Industry Perspectives



Like MD&DI, AdvaMed has grown up with the industry. As the voice of the industry, the association fosters innovation and helps to ensure industry progress.

Pamela G. Bailey

When the first issue of MD&DI came out 25 years ago, AdvaMed (the Advanced Medical Technology Association) was already celebrating its fifth anniversary. Medical technology regulation was still in its infancy, and AdvaMed was just beginning to find its voice as the leading advocate for the industry and for patient access to state-of-the-art medical technology.

Back then, we were known as the Health Industry Manufacturers Association, HIMA for short. But more than our name has changed since MD&DI first rolled off the presses a quarter century ago. In that time, advances in medical technology have transformed healthcare in the United States (and the world) by allowing for earlier detection of diseases and offering more-effective and less-invasive treatment options. As a result of these innovations, mortality and disability rates are declining, patient recovery times are decreasing, and overall life expectancy is increasing.

As medical technology has progressed over the years, so too has AdvaMed. Our image as a low-key, 
behind-the-scenes supporter of a small, niche constituency is gone. AdvaMed has become a champion of a vital and dynamic industry, representing the diverse needs of large multinational corporations, small start-ups, and everything in between. Our core mission is to promote the benefits of medical technology while breaking down barriers to patient access worldwide.

FDA: An Evolving Relationship

AdvaMed's mission when it comes to the Food and Drug Administration (FDA) has remained consistent over the years, but how the industry has interacted with the agency has had its ups and downs.

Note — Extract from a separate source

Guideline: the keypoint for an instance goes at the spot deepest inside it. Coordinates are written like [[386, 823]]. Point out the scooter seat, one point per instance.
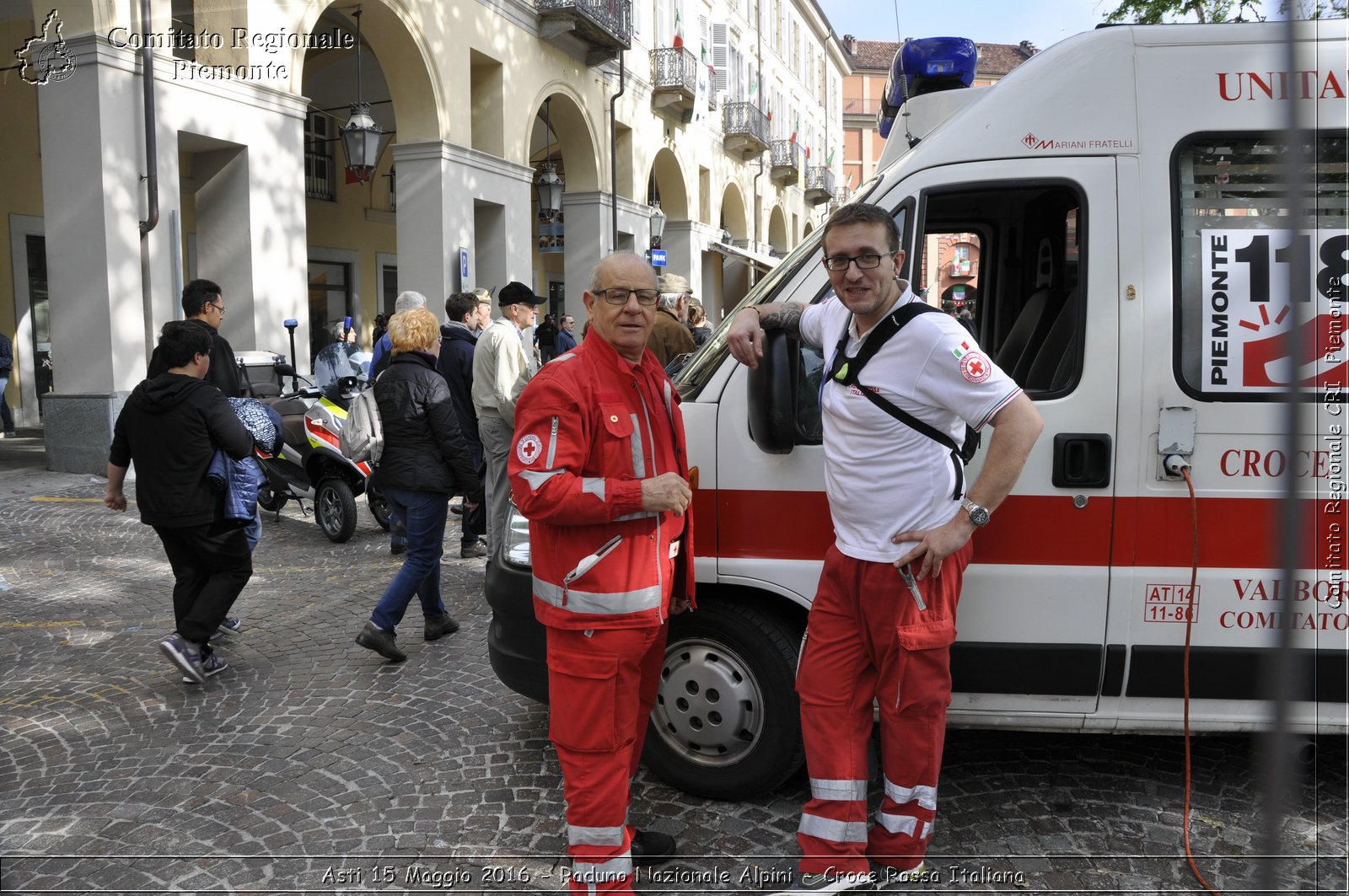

One of AdvaMed's earliest goals was to ensure that the regulatory controls in the Medical Device Amendments of 1976 were implemented in a way that would not stifle the innovative spirit of medical technology entrepreneurs and, by extension, threaten patient access to their technologies.

From the beginning, AdvaMed has worked to ensure that all FDA medical technology programs—premarket and postmarket—are developed and implemented in a transparent and straightforward fashion. This activity remains at the core of AdvaMed's regulatory mission.

Equally important, AdvaMed's job at times has been to remind the agency that, unlike the pharmaceutical industry, the medical technology industry is incredibly diverse and requires a more-flexible regulatory approach. AdvaMed has been a leader in resisting any efforts by FDA to take one-size-fits-all approaches that do not account for the great variety in our sector in terms of company size, product type, and complexity. 

While there is always a certain degree of tension between regulators and the regulated, AdvaMed and FDA recognize and respect the role each one plays in ensuring that safe and effective medical technologies are made available to patients in a timely and efficient manner.

That is not to say there haven't been periods of stress between our two organizations. During the early 1990s, AdvaMed frequently confronted the agency on the need to address the skyrocketing review times for PMAs and 510(k)s, as well as the need to address the agency's inconsistent and inappropriate enforcement tactics. However, AdvaMed's relationship with FDA moved beyond those policy differences. Both parties worked together to include much-needed reforms of medical technology regulations in the FDA Modernization Act of 1997 (FDAMA).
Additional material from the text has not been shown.